The penthouse is located in a 1940’s building in the upper part of Celerina, a small village close to St. Moritz which enjoys more hours of sunshine than any other town or village in the Engadin, Switzerland.

The project started from the client’s desire to completely remodel the spaces to give priority to the living area in order to be able to entertain guests without constraints, and to prioritise the views towards the valley while maximizing daylight.

The approach was to think of the interior as a boat where every empty/full space was made into a functional space.

The existing kitchen was moved away from the main façade. This unlocked the plan to free up priority space for daily use and connected the user with the main view. Moving the kitchen also allowed to delineate the entrance, which was previously connected both formally and visually with the living room.

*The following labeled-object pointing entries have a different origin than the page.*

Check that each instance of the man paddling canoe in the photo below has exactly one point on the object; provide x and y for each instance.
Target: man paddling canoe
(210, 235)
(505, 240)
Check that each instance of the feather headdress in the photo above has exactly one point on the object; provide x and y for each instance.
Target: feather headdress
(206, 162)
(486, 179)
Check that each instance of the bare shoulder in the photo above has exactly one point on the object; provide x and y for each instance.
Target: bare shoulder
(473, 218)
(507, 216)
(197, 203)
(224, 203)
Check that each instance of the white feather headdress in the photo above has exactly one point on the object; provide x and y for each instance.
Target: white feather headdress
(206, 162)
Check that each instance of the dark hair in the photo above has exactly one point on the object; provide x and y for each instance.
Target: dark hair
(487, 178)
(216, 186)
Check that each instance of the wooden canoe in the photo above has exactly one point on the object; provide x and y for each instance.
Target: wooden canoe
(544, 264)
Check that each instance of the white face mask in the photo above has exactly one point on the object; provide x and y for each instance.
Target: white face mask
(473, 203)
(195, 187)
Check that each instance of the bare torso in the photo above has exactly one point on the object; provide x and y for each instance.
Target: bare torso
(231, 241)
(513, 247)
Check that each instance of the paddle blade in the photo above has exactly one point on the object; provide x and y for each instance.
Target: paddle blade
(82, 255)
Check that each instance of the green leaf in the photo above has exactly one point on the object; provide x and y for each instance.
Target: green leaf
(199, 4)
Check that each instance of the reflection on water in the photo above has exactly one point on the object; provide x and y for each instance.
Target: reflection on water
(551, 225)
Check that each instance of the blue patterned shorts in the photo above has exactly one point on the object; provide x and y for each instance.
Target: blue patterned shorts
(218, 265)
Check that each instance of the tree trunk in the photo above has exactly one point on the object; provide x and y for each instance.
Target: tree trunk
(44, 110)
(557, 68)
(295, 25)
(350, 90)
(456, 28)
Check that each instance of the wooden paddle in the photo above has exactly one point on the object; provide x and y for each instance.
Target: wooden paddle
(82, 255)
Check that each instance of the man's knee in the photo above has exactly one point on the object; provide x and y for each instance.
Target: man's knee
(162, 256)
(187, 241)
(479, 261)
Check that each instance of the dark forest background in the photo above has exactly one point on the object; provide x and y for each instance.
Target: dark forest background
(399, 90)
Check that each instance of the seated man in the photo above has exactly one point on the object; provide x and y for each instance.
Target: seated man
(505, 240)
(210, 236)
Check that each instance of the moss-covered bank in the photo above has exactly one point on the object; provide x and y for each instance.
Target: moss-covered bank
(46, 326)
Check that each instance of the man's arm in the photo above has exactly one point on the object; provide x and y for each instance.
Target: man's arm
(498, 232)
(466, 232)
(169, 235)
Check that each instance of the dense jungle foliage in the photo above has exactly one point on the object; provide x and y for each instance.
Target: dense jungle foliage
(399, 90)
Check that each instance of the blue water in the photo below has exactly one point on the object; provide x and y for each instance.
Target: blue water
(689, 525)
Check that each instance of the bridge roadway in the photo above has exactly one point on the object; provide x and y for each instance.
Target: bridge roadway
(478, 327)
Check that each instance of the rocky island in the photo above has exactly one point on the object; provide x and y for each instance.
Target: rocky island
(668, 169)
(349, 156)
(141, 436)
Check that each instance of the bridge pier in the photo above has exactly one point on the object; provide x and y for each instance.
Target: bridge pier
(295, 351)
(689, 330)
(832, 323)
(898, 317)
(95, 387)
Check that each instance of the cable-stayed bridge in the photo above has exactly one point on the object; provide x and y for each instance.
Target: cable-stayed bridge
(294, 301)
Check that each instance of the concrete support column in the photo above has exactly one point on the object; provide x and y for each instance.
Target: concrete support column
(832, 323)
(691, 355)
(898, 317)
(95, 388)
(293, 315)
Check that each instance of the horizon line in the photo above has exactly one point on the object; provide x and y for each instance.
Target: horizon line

The house had 2.5 m ceilings for the guest bedrooms, dining room and kitchen, and a double volume that followed the roofline structure from a maximum of 4 m to 1.6 m for the living area and master bedroom.

Oak panelling, derived from the same flooring batch, was applied around the perimeter to conceal doors and discretely hide rooms and functional spaces, leaving the formal integrity untouched.

The Boiserie, the French term for wood panelling is usually used in design to describe the carved, stained, painted and decorated wood panels that surround a room. It became of prominence in the seventeenth century, but its applications are very modern.

The wood covers up potential inconsistencies, providing architectural integrity; it creates symmetry functioning as a unifying element. Wooden walls give a room a feeling of warmth, but also improves hugely the quality of the sounds, creating a ‘comfortable’ acoustic environment. Wood has a low conductivity of heat, which results in a room that heats up and/or cool down more gradually. This also keeps the temperature difference between the wooden walls and the surrounding area limited.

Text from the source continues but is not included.